Manko des S9110 ist sein Speicher: Nur 30 Megabyte stehen für die Datenspeicherung zur Verfügung.

(Foto: Pressebild)

HB DÜSSELDORF. Ein Handy am Handgelenk? Nach Herstellern wie LG und Neutrano bietet nun auch der koreanische Elektronikkonzern Samsung ein Uhrenhandy – es soll nun auf den deutschen Markt kommen.

Das S9110 verfügt über einen 1,76 Zoll großen Touchscreen und richtet sich vor allem an Geschäftsleute.
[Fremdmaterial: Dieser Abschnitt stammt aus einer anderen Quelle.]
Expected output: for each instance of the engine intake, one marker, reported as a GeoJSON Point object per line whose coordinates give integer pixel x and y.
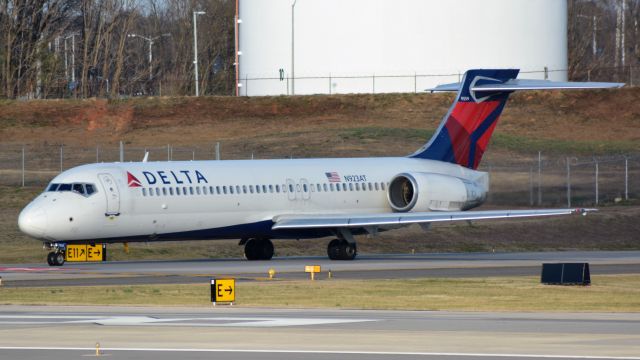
{"type": "Point", "coordinates": [433, 192]}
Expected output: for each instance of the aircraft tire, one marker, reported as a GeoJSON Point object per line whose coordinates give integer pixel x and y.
{"type": "Point", "coordinates": [58, 259]}
{"type": "Point", "coordinates": [347, 251]}
{"type": "Point", "coordinates": [333, 249]}
{"type": "Point", "coordinates": [50, 259]}
{"type": "Point", "coordinates": [250, 250]}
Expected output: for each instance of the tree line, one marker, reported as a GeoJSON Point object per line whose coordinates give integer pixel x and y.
{"type": "Point", "coordinates": [86, 48]}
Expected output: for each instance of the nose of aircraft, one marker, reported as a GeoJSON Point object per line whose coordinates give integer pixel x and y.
{"type": "Point", "coordinates": [33, 221]}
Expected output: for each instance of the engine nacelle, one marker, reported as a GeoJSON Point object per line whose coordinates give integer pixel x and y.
{"type": "Point", "coordinates": [433, 192]}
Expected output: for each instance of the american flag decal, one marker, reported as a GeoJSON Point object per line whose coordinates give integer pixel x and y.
{"type": "Point", "coordinates": [333, 176]}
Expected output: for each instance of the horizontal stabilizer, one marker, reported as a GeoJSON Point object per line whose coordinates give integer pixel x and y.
{"type": "Point", "coordinates": [523, 84]}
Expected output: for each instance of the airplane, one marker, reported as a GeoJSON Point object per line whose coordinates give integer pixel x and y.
{"type": "Point", "coordinates": [260, 200]}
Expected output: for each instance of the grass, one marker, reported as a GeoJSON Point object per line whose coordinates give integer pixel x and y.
{"type": "Point", "coordinates": [609, 293]}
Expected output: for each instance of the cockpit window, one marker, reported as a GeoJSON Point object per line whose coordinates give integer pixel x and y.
{"type": "Point", "coordinates": [79, 188]}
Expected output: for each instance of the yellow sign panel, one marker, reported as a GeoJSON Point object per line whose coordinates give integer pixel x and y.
{"type": "Point", "coordinates": [82, 253]}
{"type": "Point", "coordinates": [312, 268]}
{"type": "Point", "coordinates": [223, 290]}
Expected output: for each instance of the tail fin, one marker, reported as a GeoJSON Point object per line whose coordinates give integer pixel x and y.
{"type": "Point", "coordinates": [464, 133]}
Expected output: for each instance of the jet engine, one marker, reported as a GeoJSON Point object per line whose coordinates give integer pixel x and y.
{"type": "Point", "coordinates": [418, 192]}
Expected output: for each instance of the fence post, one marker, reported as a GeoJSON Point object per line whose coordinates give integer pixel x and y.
{"type": "Point", "coordinates": [22, 165]}
{"type": "Point", "coordinates": [626, 178]}
{"type": "Point", "coordinates": [374, 83]}
{"type": "Point", "coordinates": [530, 186]}
{"type": "Point", "coordinates": [597, 171]}
{"type": "Point", "coordinates": [61, 155]}
{"type": "Point", "coordinates": [539, 178]}
{"type": "Point", "coordinates": [568, 183]}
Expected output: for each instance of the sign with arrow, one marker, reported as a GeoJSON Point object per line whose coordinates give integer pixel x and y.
{"type": "Point", "coordinates": [84, 252]}
{"type": "Point", "coordinates": [223, 290]}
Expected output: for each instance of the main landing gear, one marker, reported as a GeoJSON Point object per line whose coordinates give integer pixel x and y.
{"type": "Point", "coordinates": [56, 256]}
{"type": "Point", "coordinates": [257, 249]}
{"type": "Point", "coordinates": [340, 249]}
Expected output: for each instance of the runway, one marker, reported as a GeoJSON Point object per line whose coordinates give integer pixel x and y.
{"type": "Point", "coordinates": [364, 267]}
{"type": "Point", "coordinates": [241, 333]}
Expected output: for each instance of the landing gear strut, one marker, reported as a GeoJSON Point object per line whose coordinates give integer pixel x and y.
{"type": "Point", "coordinates": [340, 249]}
{"type": "Point", "coordinates": [258, 249]}
{"type": "Point", "coordinates": [55, 257]}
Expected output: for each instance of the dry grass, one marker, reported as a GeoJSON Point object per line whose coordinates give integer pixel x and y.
{"type": "Point", "coordinates": [619, 293]}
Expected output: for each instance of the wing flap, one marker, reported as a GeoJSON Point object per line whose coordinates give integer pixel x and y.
{"type": "Point", "coordinates": [389, 219]}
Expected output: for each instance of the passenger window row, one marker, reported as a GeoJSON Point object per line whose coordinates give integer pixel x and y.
{"type": "Point", "coordinates": [261, 189]}
{"type": "Point", "coordinates": [84, 189]}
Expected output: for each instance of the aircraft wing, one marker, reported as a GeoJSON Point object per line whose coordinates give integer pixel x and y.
{"type": "Point", "coordinates": [283, 222]}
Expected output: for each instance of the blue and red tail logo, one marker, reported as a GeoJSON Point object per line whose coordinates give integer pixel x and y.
{"type": "Point", "coordinates": [464, 133]}
{"type": "Point", "coordinates": [133, 181]}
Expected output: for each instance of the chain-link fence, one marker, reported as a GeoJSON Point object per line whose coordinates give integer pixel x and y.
{"type": "Point", "coordinates": [283, 84]}
{"type": "Point", "coordinates": [536, 180]}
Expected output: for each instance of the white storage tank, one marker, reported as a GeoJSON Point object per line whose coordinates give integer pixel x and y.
{"type": "Point", "coordinates": [367, 46]}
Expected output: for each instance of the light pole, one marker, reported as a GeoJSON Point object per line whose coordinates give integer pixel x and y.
{"type": "Point", "coordinates": [293, 72]}
{"type": "Point", "coordinates": [150, 40]}
{"type": "Point", "coordinates": [73, 56]}
{"type": "Point", "coordinates": [195, 47]}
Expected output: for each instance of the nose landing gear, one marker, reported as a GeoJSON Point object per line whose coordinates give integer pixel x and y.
{"type": "Point", "coordinates": [258, 249]}
{"type": "Point", "coordinates": [55, 257]}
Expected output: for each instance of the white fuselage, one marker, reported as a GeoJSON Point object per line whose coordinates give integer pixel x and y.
{"type": "Point", "coordinates": [217, 199]}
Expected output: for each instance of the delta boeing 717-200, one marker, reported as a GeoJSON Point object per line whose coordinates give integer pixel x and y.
{"type": "Point", "coordinates": [256, 201]}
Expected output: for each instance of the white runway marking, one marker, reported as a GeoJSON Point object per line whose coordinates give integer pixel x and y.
{"type": "Point", "coordinates": [390, 353]}
{"type": "Point", "coordinates": [148, 320]}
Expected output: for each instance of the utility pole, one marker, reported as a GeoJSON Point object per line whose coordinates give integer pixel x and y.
{"type": "Point", "coordinates": [293, 72]}
{"type": "Point", "coordinates": [195, 48]}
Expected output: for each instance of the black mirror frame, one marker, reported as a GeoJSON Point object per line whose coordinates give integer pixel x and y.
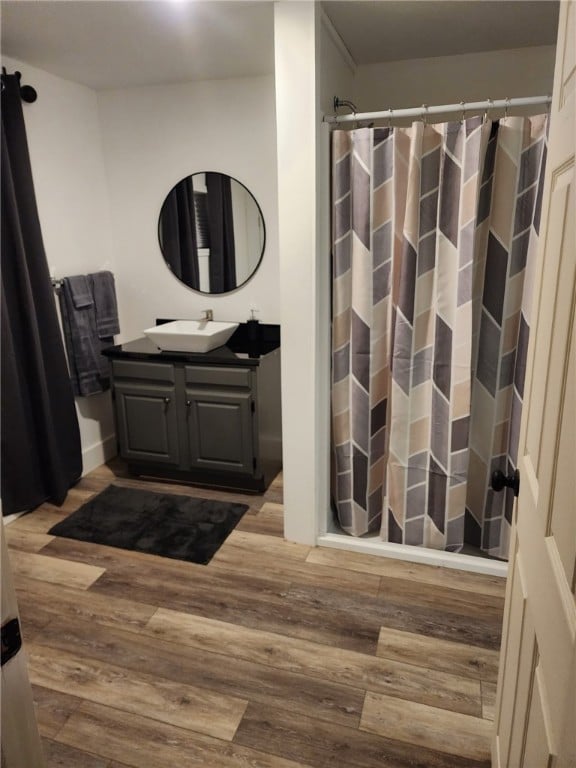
{"type": "Point", "coordinates": [259, 262]}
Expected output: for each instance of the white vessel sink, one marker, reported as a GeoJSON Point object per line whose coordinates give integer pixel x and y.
{"type": "Point", "coordinates": [191, 335]}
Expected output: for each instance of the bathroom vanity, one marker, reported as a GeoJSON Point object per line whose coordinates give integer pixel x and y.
{"type": "Point", "coordinates": [211, 418]}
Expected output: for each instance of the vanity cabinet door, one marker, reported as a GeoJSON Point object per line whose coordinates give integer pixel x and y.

Über eine PC-Software lassen sich Kontakte und Termine aus Microsoft Outlook synchronisieren, ein Lederarmband sorgt für den Business Look.

Verbaut sind hochwertige Materialien: Gehärtetes Glas macht das Display kratzresistent und schützt die Oberfläche vor Beschädigungen. Mit nur 11,9 Millimetern Tiefe unterscheidet sich das S9110 kaum von einer herkömmlichen Armbanduhr. Zum Telefonieren liefert Samsung ein Bluetooth-Headset mit. Die Gesprächszeit beträgt sechs Stunden.

Ein Manko des Geräts ist der kleine Speicher: Er hat gerade einmal eine Größe von 30 Megabyte. Der Preis des S9110 liegt bei 649 Euro.